So, in Part 2, we left off with the engine and transmission generally fitting where they should go and the upper engine oil pan modified, but it is still a ways from being “installed”. With the upper oil pan modified, the next step is motor mounts. There are a lot of options to do this, but in the end, the original Roadmaster LT1 motor mount was chosen due to it’s low profile and good damping characteristics (smooth). Nothing else that I found puts as much rubber isolation in as small of a space as these OEM mounts.
I don’t remember if the engine side or frame side was done first – I think it was the engine side so we’ll start with that :).
Some simple angle iron brackets were located on whatever holes were available in the block. Some shaping was performed to allow installation with normal tools, allow access to certain other items (block heater for example) and they just look better as well.
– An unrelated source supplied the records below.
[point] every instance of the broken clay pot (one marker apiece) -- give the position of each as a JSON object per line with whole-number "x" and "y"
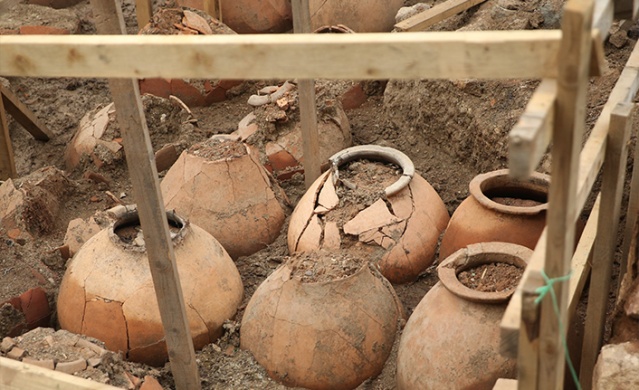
{"x": 399, "y": 229}
{"x": 222, "y": 187}
{"x": 361, "y": 16}
{"x": 327, "y": 334}
{"x": 107, "y": 290}
{"x": 499, "y": 208}
{"x": 452, "y": 338}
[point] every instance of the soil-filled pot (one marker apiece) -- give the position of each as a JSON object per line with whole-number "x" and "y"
{"x": 107, "y": 290}
{"x": 376, "y": 206}
{"x": 222, "y": 187}
{"x": 322, "y": 320}
{"x": 499, "y": 208}
{"x": 451, "y": 341}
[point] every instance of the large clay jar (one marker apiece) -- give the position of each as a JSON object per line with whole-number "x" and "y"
{"x": 499, "y": 208}
{"x": 315, "y": 332}
{"x": 399, "y": 230}
{"x": 359, "y": 15}
{"x": 107, "y": 290}
{"x": 252, "y": 16}
{"x": 222, "y": 187}
{"x": 451, "y": 341}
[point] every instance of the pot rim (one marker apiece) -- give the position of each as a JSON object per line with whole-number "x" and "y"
{"x": 480, "y": 254}
{"x": 130, "y": 214}
{"x": 377, "y": 153}
{"x": 500, "y": 179}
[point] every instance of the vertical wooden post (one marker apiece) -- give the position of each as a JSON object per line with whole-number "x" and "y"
{"x": 611, "y": 188}
{"x": 143, "y": 12}
{"x": 146, "y": 188}
{"x": 306, "y": 88}
{"x": 572, "y": 85}
{"x": 7, "y": 164}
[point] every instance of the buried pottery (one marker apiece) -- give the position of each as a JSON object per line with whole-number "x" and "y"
{"x": 221, "y": 186}
{"x": 452, "y": 338}
{"x": 107, "y": 291}
{"x": 499, "y": 208}
{"x": 395, "y": 221}
{"x": 323, "y": 320}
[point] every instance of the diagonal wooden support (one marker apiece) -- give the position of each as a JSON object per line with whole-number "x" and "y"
{"x": 24, "y": 116}
{"x": 308, "y": 114}
{"x": 144, "y": 177}
{"x": 570, "y": 122}
{"x": 611, "y": 190}
{"x": 529, "y": 139}
{"x": 7, "y": 163}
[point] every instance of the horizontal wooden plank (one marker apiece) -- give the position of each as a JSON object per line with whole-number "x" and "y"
{"x": 529, "y": 139}
{"x": 436, "y": 14}
{"x": 16, "y": 375}
{"x": 435, "y": 55}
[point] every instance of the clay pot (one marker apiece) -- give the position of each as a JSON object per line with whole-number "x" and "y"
{"x": 252, "y": 16}
{"x": 402, "y": 238}
{"x": 107, "y": 290}
{"x": 222, "y": 187}
{"x": 331, "y": 334}
{"x": 499, "y": 208}
{"x": 361, "y": 16}
{"x": 451, "y": 341}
Each individual bracket was “notched” to fit the locating tabs on the mount which hold the engine in place while the bolt is installed. Ultimately this ended up not being necessary since it works best to remove the bolts between the mount and frame (less upward motion required to remove the engine), but is a nice touch for assembly.

On the frame side, the LT1 used studs to locate the motor mount, but that wasn’t going to be a viable solution here. The engine/trans was set back in the car, adjusted forward/back and left/right to get it where it needed to be, then the holes were transferred from the motor mounts to the frame.
Holes were drilled, chamfered and stainless steel coupling nuts were inserted, TIG welded, then ground flush as shown below.
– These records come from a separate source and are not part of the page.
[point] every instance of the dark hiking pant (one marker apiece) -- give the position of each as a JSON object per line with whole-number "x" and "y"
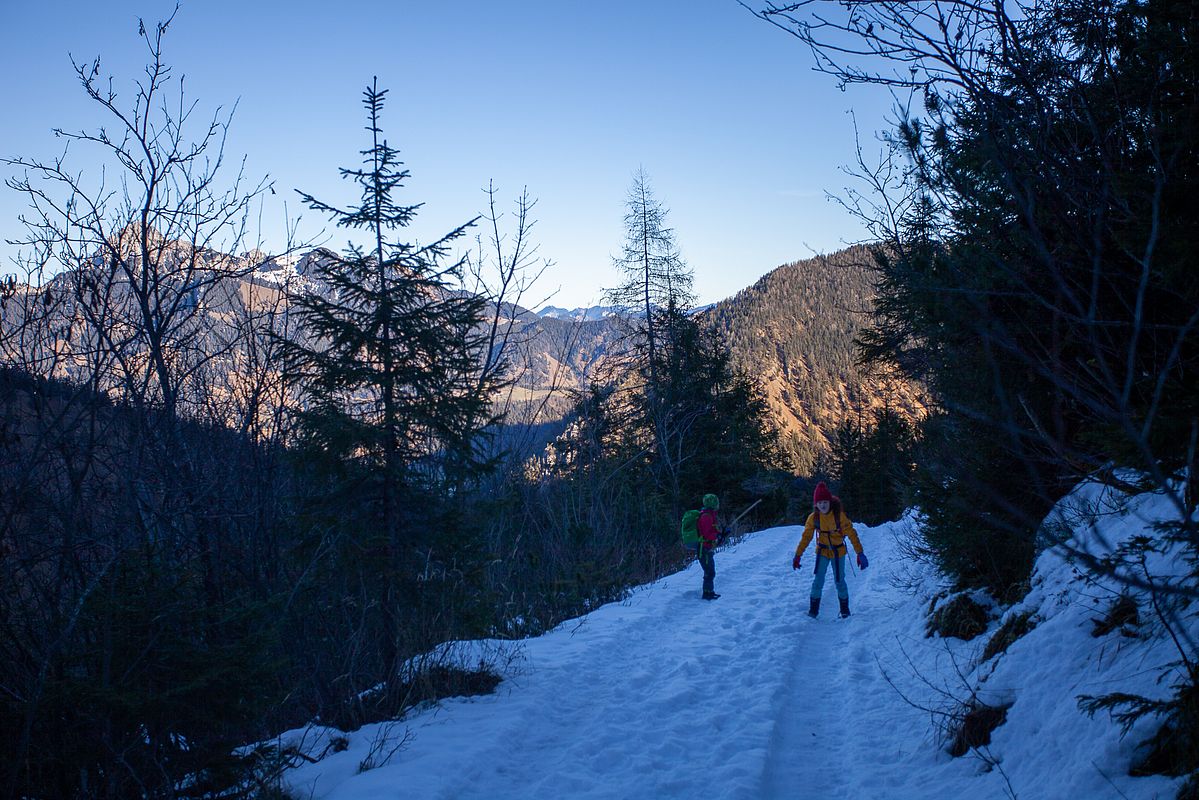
{"x": 838, "y": 576}
{"x": 708, "y": 560}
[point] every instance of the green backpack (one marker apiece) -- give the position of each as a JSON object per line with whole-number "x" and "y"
{"x": 690, "y": 529}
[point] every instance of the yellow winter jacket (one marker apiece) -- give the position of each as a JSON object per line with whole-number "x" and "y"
{"x": 831, "y": 540}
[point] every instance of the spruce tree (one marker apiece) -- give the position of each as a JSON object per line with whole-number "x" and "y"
{"x": 389, "y": 367}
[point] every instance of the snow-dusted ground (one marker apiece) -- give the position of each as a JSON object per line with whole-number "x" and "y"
{"x": 668, "y": 696}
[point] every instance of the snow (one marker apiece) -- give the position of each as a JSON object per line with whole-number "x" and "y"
{"x": 668, "y": 696}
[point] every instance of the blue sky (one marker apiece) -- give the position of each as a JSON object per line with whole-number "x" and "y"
{"x": 740, "y": 137}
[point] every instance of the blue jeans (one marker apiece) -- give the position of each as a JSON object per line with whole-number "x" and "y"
{"x": 838, "y": 572}
{"x": 708, "y": 561}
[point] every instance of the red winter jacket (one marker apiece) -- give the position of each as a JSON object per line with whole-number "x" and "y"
{"x": 708, "y": 530}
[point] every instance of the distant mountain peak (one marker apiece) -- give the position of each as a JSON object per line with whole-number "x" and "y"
{"x": 585, "y": 314}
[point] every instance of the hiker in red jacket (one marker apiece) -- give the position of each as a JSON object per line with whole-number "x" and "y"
{"x": 709, "y": 536}
{"x": 833, "y": 527}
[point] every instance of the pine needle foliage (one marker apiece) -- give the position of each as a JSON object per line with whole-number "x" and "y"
{"x": 391, "y": 372}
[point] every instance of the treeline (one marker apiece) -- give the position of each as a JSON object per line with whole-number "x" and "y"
{"x": 1036, "y": 271}
{"x": 227, "y": 510}
{"x": 794, "y": 332}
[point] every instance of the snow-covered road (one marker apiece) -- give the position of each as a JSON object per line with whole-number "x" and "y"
{"x": 746, "y": 697}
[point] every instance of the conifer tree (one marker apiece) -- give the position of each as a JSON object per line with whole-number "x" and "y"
{"x": 656, "y": 278}
{"x": 391, "y": 364}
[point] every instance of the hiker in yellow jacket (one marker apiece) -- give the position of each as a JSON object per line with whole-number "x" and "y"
{"x": 831, "y": 527}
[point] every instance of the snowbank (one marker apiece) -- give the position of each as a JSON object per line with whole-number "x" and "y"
{"x": 668, "y": 696}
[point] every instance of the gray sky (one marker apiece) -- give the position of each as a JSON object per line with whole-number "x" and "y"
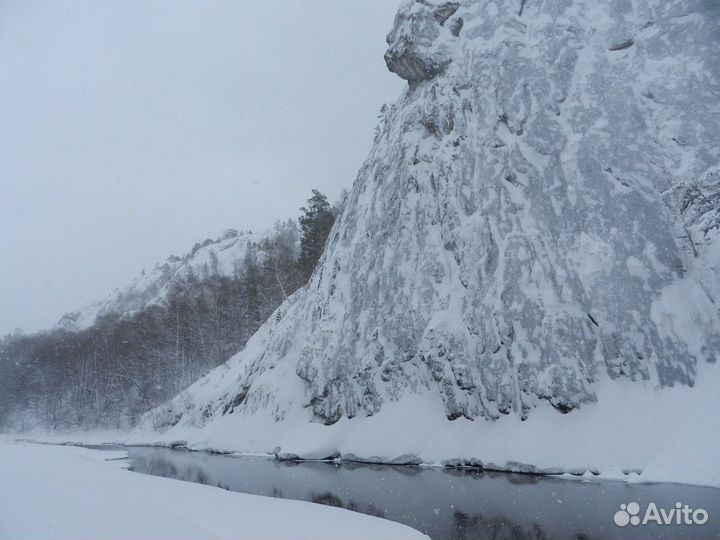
{"x": 131, "y": 129}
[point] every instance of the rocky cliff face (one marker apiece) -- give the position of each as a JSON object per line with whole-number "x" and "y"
{"x": 538, "y": 213}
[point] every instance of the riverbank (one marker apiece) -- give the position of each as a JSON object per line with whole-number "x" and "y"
{"x": 58, "y": 492}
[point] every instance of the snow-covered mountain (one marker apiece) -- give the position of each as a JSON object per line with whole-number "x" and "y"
{"x": 527, "y": 268}
{"x": 222, "y": 255}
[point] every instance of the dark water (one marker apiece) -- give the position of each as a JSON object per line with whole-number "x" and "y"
{"x": 447, "y": 504}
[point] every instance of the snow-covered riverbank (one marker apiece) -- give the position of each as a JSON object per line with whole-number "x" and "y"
{"x": 53, "y": 492}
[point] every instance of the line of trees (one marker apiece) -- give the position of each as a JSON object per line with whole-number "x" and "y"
{"x": 110, "y": 373}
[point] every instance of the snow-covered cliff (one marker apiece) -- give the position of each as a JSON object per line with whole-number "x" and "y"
{"x": 222, "y": 255}
{"x": 530, "y": 249}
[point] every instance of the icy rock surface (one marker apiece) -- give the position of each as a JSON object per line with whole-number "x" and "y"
{"x": 538, "y": 212}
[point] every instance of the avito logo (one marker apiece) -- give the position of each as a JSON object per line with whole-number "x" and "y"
{"x": 681, "y": 514}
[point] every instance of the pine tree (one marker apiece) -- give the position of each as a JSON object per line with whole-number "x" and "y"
{"x": 315, "y": 223}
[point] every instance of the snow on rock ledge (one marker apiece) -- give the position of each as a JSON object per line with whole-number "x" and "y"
{"x": 417, "y": 51}
{"x": 526, "y": 230}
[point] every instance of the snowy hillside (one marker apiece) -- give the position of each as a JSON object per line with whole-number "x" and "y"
{"x": 530, "y": 249}
{"x": 150, "y": 288}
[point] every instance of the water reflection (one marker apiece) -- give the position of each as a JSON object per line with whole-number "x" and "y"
{"x": 446, "y": 504}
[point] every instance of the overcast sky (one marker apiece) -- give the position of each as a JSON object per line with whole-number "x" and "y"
{"x": 131, "y": 129}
This allows the motor and mounts to just sit in the valley of the frame and the bolts just hold it in place.
Now that the engine has a home – the transmission need the same. Some 2″ x 2″ x 1/8″ box tube, a bit of angle iron and some time with a sawzall and welder and we had something like this…

Which installs like this…



The crossmember leaves plenty of room on the right side for the exhaust to pass over it and steps up on the left side for mounting a fuel filter and cooler. The crossmember twists out by pushing the left side forward and the right side back until the angle iron flanges clear the frame and it can drop out.
The center of the crossmember was kept low for use as a mounting point for a belly pan/skid plate.